Teng Xiaojing, Liu Mengting, Wang Zhiyi, Dong Xueyan
Department of Laboratory Medicine, Affiliated Hangzhou First People's Hospital, School of Medicine, Westlake University, Hangzhou, Zhejiang, China.
The Fourth School of Clinical Medicine, Zhejiang Chinese Medical University (Hangzhou First People's Hospital), Hangzhou, China.

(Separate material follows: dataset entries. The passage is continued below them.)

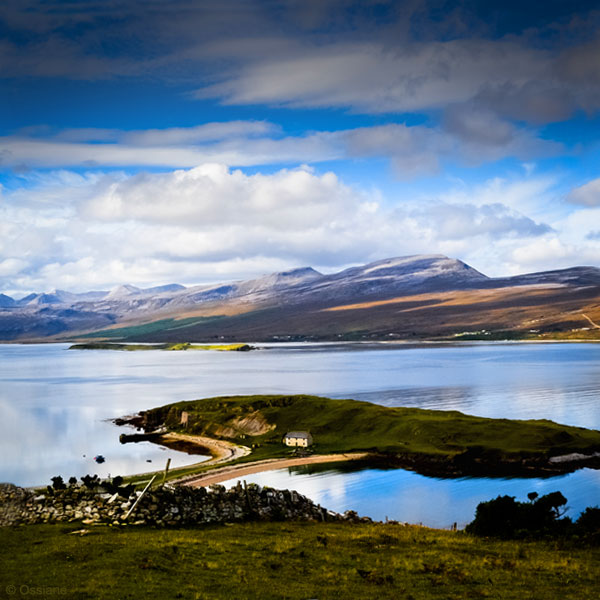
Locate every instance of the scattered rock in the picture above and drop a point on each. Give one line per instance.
(164, 506)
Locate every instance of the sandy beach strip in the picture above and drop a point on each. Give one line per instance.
(220, 450)
(234, 471)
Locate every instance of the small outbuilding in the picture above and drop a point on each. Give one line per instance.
(297, 438)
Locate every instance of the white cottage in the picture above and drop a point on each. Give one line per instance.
(297, 438)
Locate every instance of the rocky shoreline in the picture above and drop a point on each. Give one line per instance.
(165, 506)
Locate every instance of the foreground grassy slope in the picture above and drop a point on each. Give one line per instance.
(292, 560)
(350, 425)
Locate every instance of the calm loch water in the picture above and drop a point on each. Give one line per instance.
(55, 407)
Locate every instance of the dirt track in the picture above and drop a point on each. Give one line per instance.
(233, 471)
(220, 450)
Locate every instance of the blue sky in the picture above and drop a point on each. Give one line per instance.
(151, 142)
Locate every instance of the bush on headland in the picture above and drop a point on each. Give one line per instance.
(541, 517)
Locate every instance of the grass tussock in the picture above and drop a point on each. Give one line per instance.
(293, 560)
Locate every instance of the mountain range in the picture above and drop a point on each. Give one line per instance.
(412, 297)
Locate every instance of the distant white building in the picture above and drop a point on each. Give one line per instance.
(297, 438)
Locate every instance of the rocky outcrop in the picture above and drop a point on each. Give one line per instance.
(164, 506)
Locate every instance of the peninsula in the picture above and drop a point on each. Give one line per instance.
(438, 443)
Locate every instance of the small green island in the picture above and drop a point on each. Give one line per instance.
(432, 442)
(181, 346)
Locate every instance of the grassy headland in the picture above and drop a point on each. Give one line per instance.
(175, 347)
(292, 560)
(444, 443)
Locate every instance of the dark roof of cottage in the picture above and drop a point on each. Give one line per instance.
(298, 434)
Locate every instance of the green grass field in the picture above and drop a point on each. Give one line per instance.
(350, 425)
(289, 560)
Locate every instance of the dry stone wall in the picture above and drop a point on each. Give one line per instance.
(164, 506)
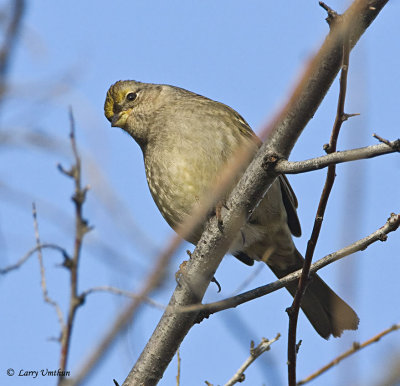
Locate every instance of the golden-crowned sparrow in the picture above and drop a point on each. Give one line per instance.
(186, 140)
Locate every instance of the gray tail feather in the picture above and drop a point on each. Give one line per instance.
(326, 311)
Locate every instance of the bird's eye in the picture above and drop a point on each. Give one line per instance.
(131, 96)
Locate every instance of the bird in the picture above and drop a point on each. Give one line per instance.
(187, 140)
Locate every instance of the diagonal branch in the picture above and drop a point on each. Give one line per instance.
(392, 224)
(293, 310)
(290, 167)
(282, 134)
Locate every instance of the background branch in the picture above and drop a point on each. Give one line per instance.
(356, 347)
(291, 167)
(255, 352)
(380, 234)
(293, 310)
(282, 135)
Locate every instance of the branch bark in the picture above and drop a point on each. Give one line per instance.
(290, 167)
(282, 134)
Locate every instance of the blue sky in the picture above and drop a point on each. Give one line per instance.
(247, 55)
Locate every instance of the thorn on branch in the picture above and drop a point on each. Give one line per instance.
(69, 173)
(270, 161)
(395, 145)
(332, 15)
(298, 346)
(346, 116)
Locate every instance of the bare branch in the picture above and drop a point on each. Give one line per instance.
(178, 374)
(81, 228)
(118, 291)
(293, 310)
(356, 347)
(10, 38)
(46, 296)
(282, 134)
(206, 310)
(255, 352)
(287, 167)
(30, 253)
(122, 320)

Sci Rep. 2025 Mar 25;15(1):10213. doi: 10.1038/s41598-025-92814-y.
Preterm birth (PTB), defined as delivery before 37 weeks, affects 15 million infants annually, accounting for 11% of live births and over 35% of neonatal deaths. While advanced maternal age (≥ 35 years) is a known risk factor, PTB risk in women under 35 is underexplored. This study aimed to develop a machine learning-based model for PTB prediction in women under 35. A retrospective cohort of 2606 cases (2019-2022) equally split between full-term and preterm births was analyzed. Logistic Regression, LightGBM, Gradient Boosting Decision Tree (GBDT), and XGBoost models were evaluated. External validation was conducted using 803 independent cases (2023). Model performance was assessed using area under the curve (AUC), accuracy, sensitivity, and specificity. SHAP (SHapley Additive exPlanations) values were used to interpret model predictions. The XGBoost model demonstrated superior performance with an AUC of 0.893 (95% CI: 0.860-0.925) on the validation set. In comparison, Logistic Regression, LightGBM, and GBDT achieved AUCs of 0.872, 0.840, and 0.879, respectively. External validation of the XGBoost model yielded an AUC of 0.91 (95% CI: 0.889-0.931). SHAP analysis highlighted seven key predictors: alkaline phosphatase (ALP), alpha-fetoprotein (AFP), hemoglobin (HGB), urea (UREA), lymphocyte count (Lym1), sodium (Na), and red cell distribution width coefficient of variation (RDWCV). The XGBoost model provides accurate PTB risk prediction and key insights for early intervention in women under 35, supporting its potential clinical utility.
早产(PTB)定义为妊娠37周前分娩,每年影响1500万婴儿,占活产婴儿的11%,新生儿死亡的35%以上。虽然高龄产妇(≥35岁)是已知的风险因素,但35岁以下女性的早产风险尚未得到充分研究。本研究旨在开发一种基于机器学习的模型,用于预测35岁以下女性的早产情况。分析了一个回顾性队列,包括2606例病例(2019 - 2022年),足月分娩和早产病例各占一半。对逻辑回归、LightGBM、梯度提升决策树(GBDT)和XGBoost模型进行了评估。使用803例独立病例(2023年)进行外部验证。使用曲线下面积(AUC)、准确率、敏感性和特异性评估模型性能。使用SHAP(SHapley加性解释)值来解释模型预测结果。XGBoost模型在验证集上表现出色,AUC为0.893(95%置信区间:0.860 - 0.925)。相比之下,逻辑回归、LightGBM和GBDT的AUC分别为0.872、0.840和0.879。XGBoost模型的外部验证AUC为0.91(95%置信区间:0.889 - 0.931)。SHAP分析突出了七个关键预测因素:碱性磷酸酶(ALP)、甲胎蛋白(AFP)、血红蛋白(HGB)、尿素(UREA)、淋巴细胞计数(Lym1)、钠(Na)和红细胞分布宽度变异系数(RDWCV)。XGBoost模型为35岁以下女性的早产风险提供了准确预测和早期干预的关键见解,支持其潜在的临床应用价值。